Searching MySQL Tables

You could use the LIKE operator to search a set of fields for a string, but MySQL offers some built in indexing features that will simplify your task.

Let’s say you have a MySQL table with the following structure:

id            integer
title         varchar
article      text

You know want to add a search box to your website which will search the ‘articles’ table.   The first thing that may come to your mind is a query like the following:

SELECT id, title FROM articles WHERE title LIKE ‘%searchterm%’ OR description LIKE ‘%searchterm%’;

Sure, this would work for probably 90% of all searches, but it has 2 disadvantages:

  • It won’t work for the other 10% of searches
  • It is slow as ‘title’ and ‘article’ are not indexed

“Why won’t it work for the other 10% of searches?”, you may ask.  The reason is, let’s assume that you have a record in your table with title ‘MySQL – How to search tables’.   Next, assume that a user performs a search on the following term ‘MySQL search’.  The LIKE ‘%searchterm%’ won’t pick up on this search because the words are separated.

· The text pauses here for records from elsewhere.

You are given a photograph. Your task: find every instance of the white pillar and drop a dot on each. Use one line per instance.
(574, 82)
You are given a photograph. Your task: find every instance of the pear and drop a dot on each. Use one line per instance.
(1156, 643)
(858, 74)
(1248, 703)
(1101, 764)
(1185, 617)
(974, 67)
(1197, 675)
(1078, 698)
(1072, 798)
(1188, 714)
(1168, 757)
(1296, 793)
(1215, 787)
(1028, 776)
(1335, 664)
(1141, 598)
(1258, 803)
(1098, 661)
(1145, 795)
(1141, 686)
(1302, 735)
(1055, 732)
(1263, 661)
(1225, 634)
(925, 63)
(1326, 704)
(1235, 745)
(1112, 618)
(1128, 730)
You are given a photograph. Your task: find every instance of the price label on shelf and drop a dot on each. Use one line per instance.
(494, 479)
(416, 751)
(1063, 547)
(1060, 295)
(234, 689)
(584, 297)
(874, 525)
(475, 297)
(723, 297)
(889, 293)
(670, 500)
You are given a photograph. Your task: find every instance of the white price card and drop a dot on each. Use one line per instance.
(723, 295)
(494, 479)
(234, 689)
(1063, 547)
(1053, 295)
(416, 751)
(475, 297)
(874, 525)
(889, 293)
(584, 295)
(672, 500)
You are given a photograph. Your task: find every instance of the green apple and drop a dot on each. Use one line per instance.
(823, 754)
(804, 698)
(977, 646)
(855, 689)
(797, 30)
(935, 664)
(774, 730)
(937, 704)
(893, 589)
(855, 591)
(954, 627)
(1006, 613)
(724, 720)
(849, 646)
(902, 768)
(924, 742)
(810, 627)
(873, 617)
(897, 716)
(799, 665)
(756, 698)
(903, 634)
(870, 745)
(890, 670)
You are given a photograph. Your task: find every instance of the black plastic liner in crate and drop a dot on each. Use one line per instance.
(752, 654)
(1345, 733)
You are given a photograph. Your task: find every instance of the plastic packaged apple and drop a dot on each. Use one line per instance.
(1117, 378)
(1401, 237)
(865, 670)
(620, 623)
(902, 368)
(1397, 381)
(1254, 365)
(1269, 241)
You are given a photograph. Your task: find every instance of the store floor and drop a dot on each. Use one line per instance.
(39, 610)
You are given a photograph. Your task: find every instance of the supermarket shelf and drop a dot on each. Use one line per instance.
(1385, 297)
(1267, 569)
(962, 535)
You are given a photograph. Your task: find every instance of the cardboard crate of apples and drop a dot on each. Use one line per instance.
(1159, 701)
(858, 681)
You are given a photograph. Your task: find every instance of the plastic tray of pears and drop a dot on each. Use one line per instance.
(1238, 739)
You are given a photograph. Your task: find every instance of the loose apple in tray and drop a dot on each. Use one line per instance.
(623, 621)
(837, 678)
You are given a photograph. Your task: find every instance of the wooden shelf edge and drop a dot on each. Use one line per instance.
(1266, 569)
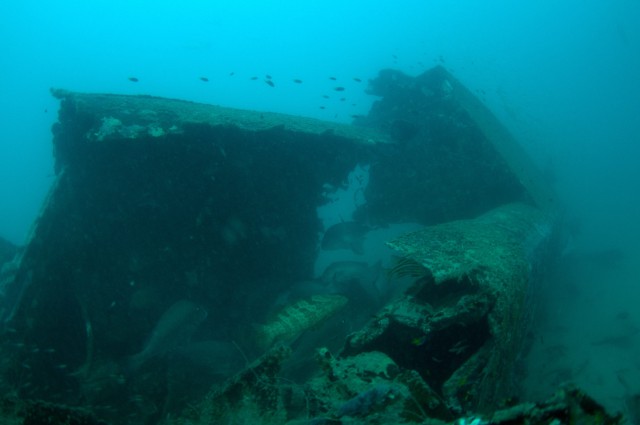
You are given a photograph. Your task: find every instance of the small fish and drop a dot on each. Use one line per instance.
(291, 321)
(346, 235)
(174, 329)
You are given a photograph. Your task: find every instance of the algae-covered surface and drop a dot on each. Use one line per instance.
(496, 241)
(135, 116)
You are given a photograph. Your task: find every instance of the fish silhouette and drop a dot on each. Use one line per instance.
(173, 330)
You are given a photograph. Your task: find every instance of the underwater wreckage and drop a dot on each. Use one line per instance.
(172, 227)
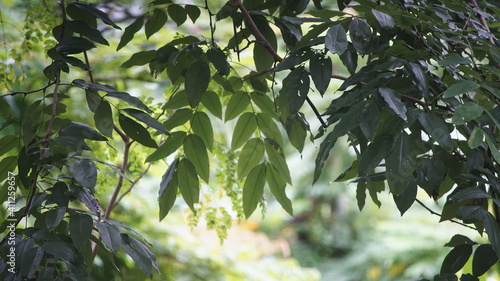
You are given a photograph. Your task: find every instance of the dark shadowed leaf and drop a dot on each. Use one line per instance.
(336, 39)
(74, 45)
(484, 258)
(80, 228)
(238, 102)
(277, 186)
(197, 80)
(103, 118)
(253, 189)
(394, 102)
(245, 127)
(456, 259)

Don’t worry, MySQL identified this problem many years ago and has since add the FULLTEXT index.  You can add a FULLTEXT index to a field like so:

ALTER TABLE articles ADD FULLTEXT (title);
ALTER TABLE articles ADD FULLTEXT (article);

After you’ve done this, you open up those fields to a whole new world of queries.  You’ll be most interested in the following:

SELECT id, title, MATCH (title, article) AGAINST (‘searchterm’) AS score
FROM story WHERE MATCH (title, article) AGAINST (‘searchterm’)

In a nutshell, MYSQL parses your search term and breaks it down into individual words, then matches those words against the FULLTEXT index.   So now, a search for ‘MySQL search’, as in the previous example, will return results.

By adding MATCH (title, article) AGAINST (‘searchterm’) AS score to the SELECT statement, you will be able to retrieve the relevance scoring that MySQL has assigned to each result.  Unfortunately, the relevance score is very seldom a useable number, i.e. it is rarely a number that is between 0 and 1, so you have no way to compare one result’s relevance against anothers, except for the fact that one is lower than the other.

So, now that you have these relevance scores that are seemingly meaningless, what can we do to make them more meaningfull.  I suppose we could first query for the maximum relevance of the search term, then query again to return the search results.  With a little division we can work out a human readable relevance. But that involves two MySQL queries for each search.

Another method takes advantage of your scripting language of choice. Let’s use PHP for our example:

<ol id="results">
$max = 0;
while ($row = getdata($res)) {
if ($max == 0) $max = $row['score'];
echo '<li>';
echo '<a href="/page/&id=' . $row['id'] . '">' . $row['title'] .  '</a> ';
echo round($row ['score'] / $max * 100, 0). '%';
echo '</li>';

Try it out, it’s simple, but effective, and also avoids making two calls to MySQL.